Mr. Ferrum sagte nichts, sondern klappte den Rahmen der nächsten Plattenkassette auf, um ihr die belichtete Platte zu entnehmen. Mitten in dieser Manipulation hielt er inne, durch einen Ausruf des Assistenten veranlaßt.

»Ah – jetzt endlich scheint sich das Rätsel zu lösen!« rief Mr. Lampland, die kostbare Platte aus dem Dunkelzimmer zu dem Leiter der Sternwarte tragend.

Mr. Ferrum war einen Augenblick allein. Blitzschnell vertauschte er die Platte mit einer unbelichteten, indes er die belichtete, die letzte der heutigen Aufnahmen, mit einem Diamanten in kleine Stücke schnitt, die er bei sich verbarg.

Mr. Lowell betrachtete unterdessen mit seinem Assistenten die neugewonnene Platte. Auch ihm entfuhr unwillkürlich ein Aufschrei der Verwunderung.

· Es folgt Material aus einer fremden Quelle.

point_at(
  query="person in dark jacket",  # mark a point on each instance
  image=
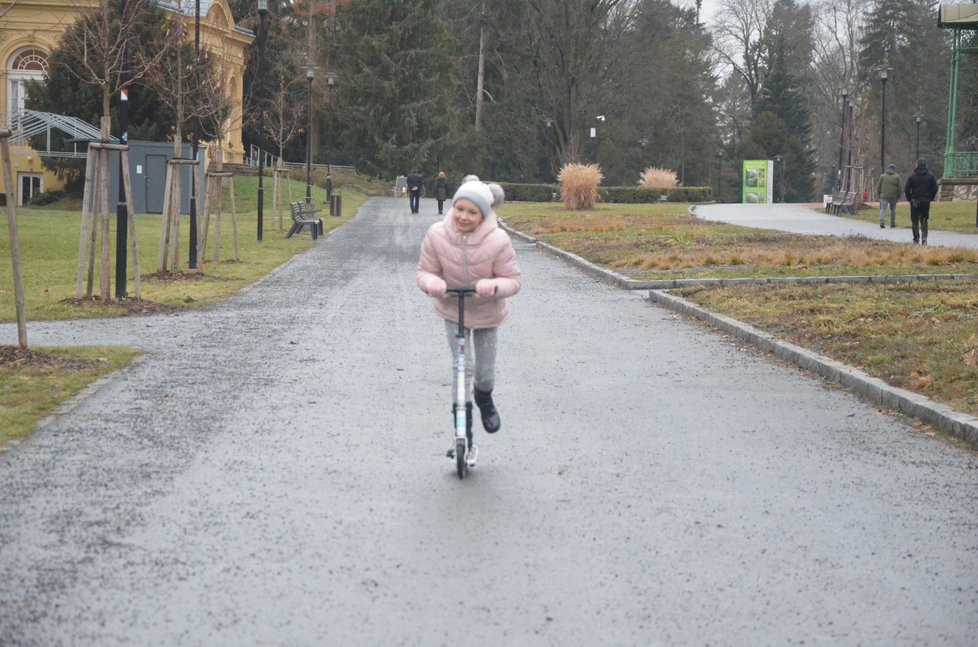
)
(415, 183)
(920, 190)
(441, 190)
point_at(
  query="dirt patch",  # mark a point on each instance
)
(130, 307)
(17, 357)
(175, 277)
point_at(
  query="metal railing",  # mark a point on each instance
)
(270, 161)
(959, 164)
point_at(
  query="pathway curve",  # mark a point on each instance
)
(272, 472)
(801, 219)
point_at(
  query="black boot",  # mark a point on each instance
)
(490, 417)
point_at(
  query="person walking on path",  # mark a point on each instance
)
(889, 189)
(920, 191)
(441, 190)
(468, 248)
(415, 182)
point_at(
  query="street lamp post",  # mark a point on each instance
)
(309, 74)
(719, 173)
(884, 72)
(262, 12)
(779, 179)
(842, 138)
(194, 148)
(917, 118)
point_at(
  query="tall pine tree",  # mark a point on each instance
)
(395, 59)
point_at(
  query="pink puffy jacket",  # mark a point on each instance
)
(463, 260)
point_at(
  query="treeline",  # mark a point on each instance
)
(514, 89)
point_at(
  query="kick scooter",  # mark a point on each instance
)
(463, 438)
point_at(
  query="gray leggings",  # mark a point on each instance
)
(483, 342)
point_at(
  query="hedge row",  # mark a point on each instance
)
(611, 194)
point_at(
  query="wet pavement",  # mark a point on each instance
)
(802, 219)
(272, 472)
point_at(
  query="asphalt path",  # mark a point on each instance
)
(802, 219)
(272, 472)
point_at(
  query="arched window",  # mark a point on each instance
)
(29, 64)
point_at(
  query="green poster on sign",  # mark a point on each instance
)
(758, 187)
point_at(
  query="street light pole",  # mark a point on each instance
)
(918, 118)
(719, 173)
(842, 139)
(884, 72)
(779, 179)
(262, 12)
(309, 74)
(330, 84)
(194, 148)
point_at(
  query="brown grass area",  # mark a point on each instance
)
(918, 335)
(660, 245)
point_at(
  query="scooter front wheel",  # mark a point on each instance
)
(461, 466)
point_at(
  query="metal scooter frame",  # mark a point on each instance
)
(462, 440)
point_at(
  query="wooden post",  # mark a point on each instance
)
(164, 246)
(105, 289)
(14, 239)
(234, 218)
(130, 224)
(95, 214)
(86, 197)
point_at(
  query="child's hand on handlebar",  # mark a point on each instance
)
(485, 288)
(437, 288)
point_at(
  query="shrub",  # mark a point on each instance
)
(579, 185)
(657, 178)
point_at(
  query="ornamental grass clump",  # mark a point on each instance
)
(579, 185)
(657, 178)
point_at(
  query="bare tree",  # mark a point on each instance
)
(739, 34)
(100, 47)
(571, 40)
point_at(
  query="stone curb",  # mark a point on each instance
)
(912, 404)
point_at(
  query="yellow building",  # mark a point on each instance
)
(31, 29)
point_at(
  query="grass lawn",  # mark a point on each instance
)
(49, 253)
(662, 241)
(34, 382)
(922, 336)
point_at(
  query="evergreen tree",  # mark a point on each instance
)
(783, 95)
(662, 90)
(903, 35)
(395, 57)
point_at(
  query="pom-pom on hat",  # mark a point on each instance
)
(478, 193)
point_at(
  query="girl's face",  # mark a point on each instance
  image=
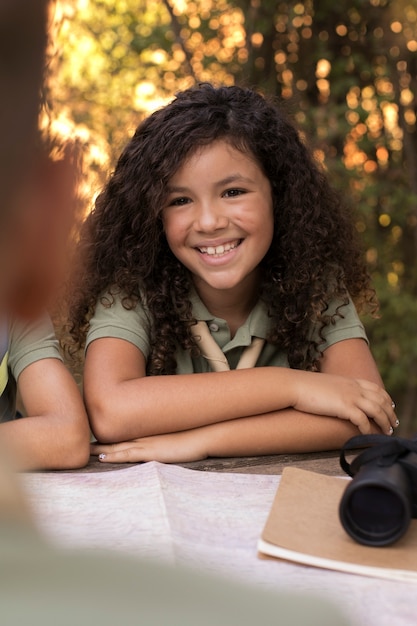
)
(218, 219)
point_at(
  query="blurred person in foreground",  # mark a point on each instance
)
(36, 215)
(40, 584)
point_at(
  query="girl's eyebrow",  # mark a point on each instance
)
(233, 178)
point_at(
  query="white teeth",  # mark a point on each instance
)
(215, 250)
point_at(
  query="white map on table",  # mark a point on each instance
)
(210, 521)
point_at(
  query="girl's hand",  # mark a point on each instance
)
(351, 399)
(178, 447)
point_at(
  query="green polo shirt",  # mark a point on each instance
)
(134, 326)
(27, 342)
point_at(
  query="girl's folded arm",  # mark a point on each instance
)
(124, 404)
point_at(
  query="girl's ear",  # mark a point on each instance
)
(41, 235)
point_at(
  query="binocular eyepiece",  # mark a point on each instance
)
(378, 504)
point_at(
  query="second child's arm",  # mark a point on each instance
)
(125, 404)
(56, 433)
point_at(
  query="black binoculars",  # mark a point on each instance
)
(379, 502)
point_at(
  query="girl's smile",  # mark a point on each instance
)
(218, 219)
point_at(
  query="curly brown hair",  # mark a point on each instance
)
(314, 257)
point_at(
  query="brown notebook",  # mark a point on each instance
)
(303, 526)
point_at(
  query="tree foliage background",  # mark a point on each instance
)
(347, 72)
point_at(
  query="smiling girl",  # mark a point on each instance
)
(218, 305)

»Das ist ja mehr, als wir ahnen konnten, Mr. Lampland!« sagte er dann, die Aufnahme einer genauen Prüfung unterwerfend – »das sieht ja aus, als gehöre der »wandernde Fleck« gar nicht zur Marsoberfläche, als schwebe er frei in der Atmosphäre des Planeten? Aber was kann das sein, da seine Form und die Art seiner ganz willkürlichen Ortsveränderung es völlig ausschließt, ihn etwa als einen neuen Trabanten des Planeten anzusprechen?«

»Nun, Mr. Lowell,« entgegnete der Assistent, »was hindert uns anzunehmen, daß der wandernde Fleck das Werk intelligenter Wesen ist? Haben wir durch unsere diesjährigen Marsphotographieen doch einwandfrei bewiesen, daß die »Marskanäle« wirklich existieren, wenn wir sie auch weniger als Wasseradern, wie als Vegetationszonen bezeichnen müssen. Die Regelmäßigkeit ihrer Anlage, die praktische Ausgestaltung des Kanalnetzes spricht jedenfalls für ihre künstliche Entstehung durch denkende Geschöpfe –«

»Nun, und –« unterbrach ihn Mr. Lowell.

»Nun –« fuhr der Assistent lebhaft fort, »sind diese Riesenkanäle das Werk menschenähnlicher Geschöpfe vom Mars, warum kann der seltsam vagabundierende Fleck nicht irgendeine in der Atmosphäre des Mars schwebende Vorrichtung sein, beispielsweise eine nach Art unserer Fesselballons verankerte, meteorologische Station?«

»Die müßte allerdings eine gewaltige Ausdehnung haben, um in unserem Fernrohr als ein Fleck von dieser Größe sichtbar zu werden! Im übrigen glaube ich zu bemerken, daß der Fleck auf den Photographieen immer größer wird, als ob er sich in großer Geschwindigkeit vom Mars entferne –«

»Zugegeben! Ein in der Marsatmosphäre schwebendes, sich bewegendes Etwas muß es sein, das lehrt diese Aufnahme mit hoher Wahrscheinlichkeit, Mr. Lowell. Ich hoffe, die letzte Photographie, die Mr. Ferrum eben entwickelt, wird meine Hypothese noch mehr unterstützen.«

Damit wandte sich Mr. Lampland, um in die Dunkelkammer zurückzukehren.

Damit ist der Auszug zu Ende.